A abdicação das responsabilidades de descolonização por parte do último governo da ditadura, tinha uma causa moral profunda e era o resultado da cobardia de uma classe dirigente insegura do seu futuro e incapaz de fazer valer a legitimidade conferida pelo cumprimento do Direito Internacional, onde residia a sua força e o seu maior ativo para negociar com os EUA, com a França e também com a ONU.

O Presidente de Portugal na cerimónia
do 10º aniversário da independência de Timor-Leste

É interessante comparar o caso do Sahara com outro coincidente no tempo, o de Timor-Leste. A Indonésia, com uma população de cerca de 100 milhões de pessoas e o principal aliado dos EUA no Sudeste Asiático, tenta apoderar-se da colónia portuguesa que estava ainda por descolonizar. Portugal, localizado a vários milhares de quilómetros, com uma transição política muito delicada e uma situação económica precária, foi capaz de garantir a independência de Timor e impedir a ambição territorial do novo aspirante a colonizador, preservar o Direito internacional e pôr a salvo a sua reputação internacional.

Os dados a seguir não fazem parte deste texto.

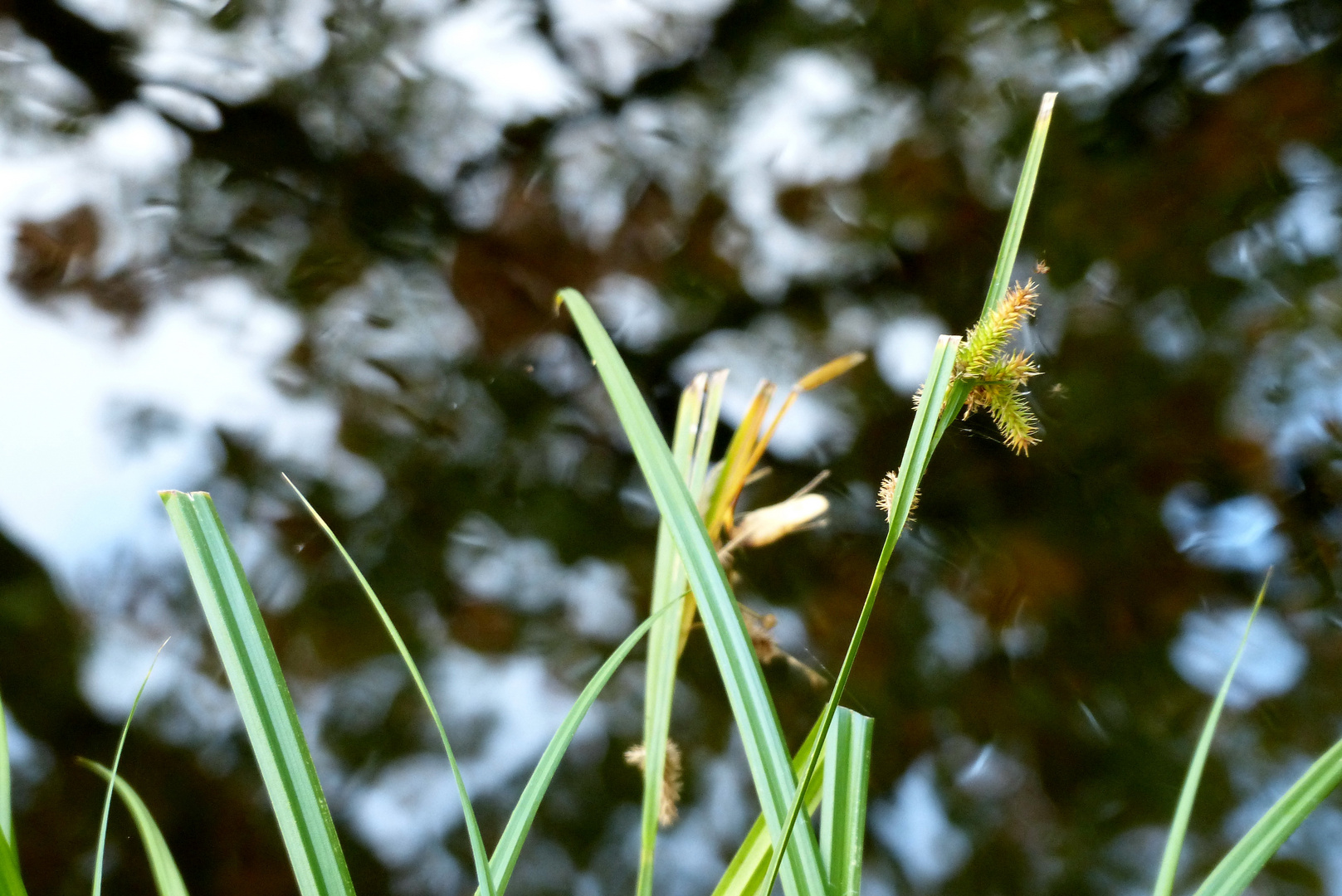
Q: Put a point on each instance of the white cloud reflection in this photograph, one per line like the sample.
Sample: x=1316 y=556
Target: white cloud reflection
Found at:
x=1207 y=643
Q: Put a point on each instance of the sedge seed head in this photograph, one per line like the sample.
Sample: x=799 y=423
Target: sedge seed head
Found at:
x=886 y=497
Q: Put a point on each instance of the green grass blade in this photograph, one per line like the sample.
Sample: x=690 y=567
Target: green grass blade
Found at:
x=520 y=822
x=1247 y=857
x=1009 y=247
x=843 y=820
x=917 y=454
x=167 y=878
x=745 y=872
x=1020 y=204
x=11 y=884
x=1179 y=828
x=112 y=778
x=478 y=852
x=752 y=706
x=669 y=584
x=6 y=804
x=263 y=700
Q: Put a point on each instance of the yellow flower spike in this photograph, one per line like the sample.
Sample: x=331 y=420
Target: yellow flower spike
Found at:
x=767 y=524
x=671 y=780
x=813 y=380
x=830 y=371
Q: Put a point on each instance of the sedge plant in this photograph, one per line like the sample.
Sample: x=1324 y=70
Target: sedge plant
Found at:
x=698 y=534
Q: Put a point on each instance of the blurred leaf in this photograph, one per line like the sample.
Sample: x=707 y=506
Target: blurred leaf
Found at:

A abdicação de responsabilidades políticas pelos mais altos cargos na organização do Estado espanhol, independentemente das suas ideologias, foi generosamente recompensada pelo sultão de Marrocos na forma de dinheiro, poder, ou ambas ao mesmo tempo. À custa, é claro, do prestígio internacional da nossa nação e, do que é mais importante, da vida de vários milhares de nómadas. A classe política emergente não foi melhor, apesar da posição inicial do PSOE a favor da autodeterminação dos saharauis, a diplomacia espanhola foi gradualmente se distanciando destes e assumindo, com o patrocínio francês, não só as teses favoráveis a Rabat mas, por vezes, condescendendo com as violações dos direitos humanos, como quando permitiu a entrada em Espanha de Aminetu Haidar, a quem havia sido proibida a entrada em El Aaiún, depois de lhe ter sido retirado ilegalmente o seu passaporte. Mas a nossa diplomacia não só sabe desculpar e dar cobertura às violações dos direitos humanos, também sabe desviar o olhar quando provocada, como quando concedeu com o “placet” (autorização) para ser embaixador em Madrid um saharaui desertor da Polisário, para quem os encantos do Sultão foram tão irrestíveis como para tantos personagens de nossa elite política.

Se se procura uma explicação para o facto de o governo espanhol estar a agir contra os interesses nacionais, quando a situação internacional mudou substancialmente…? Podem haver várias razões, mas a principal é que Marrocos conseguiu estabelecer em Espanha um lobby em que militam os políticos mais influentes da Casa Real, o governo e os partidos políticos. Nesta área, o trabalho desenvolvido por Hassan II e Mohamed VI revelou-se um sucesso.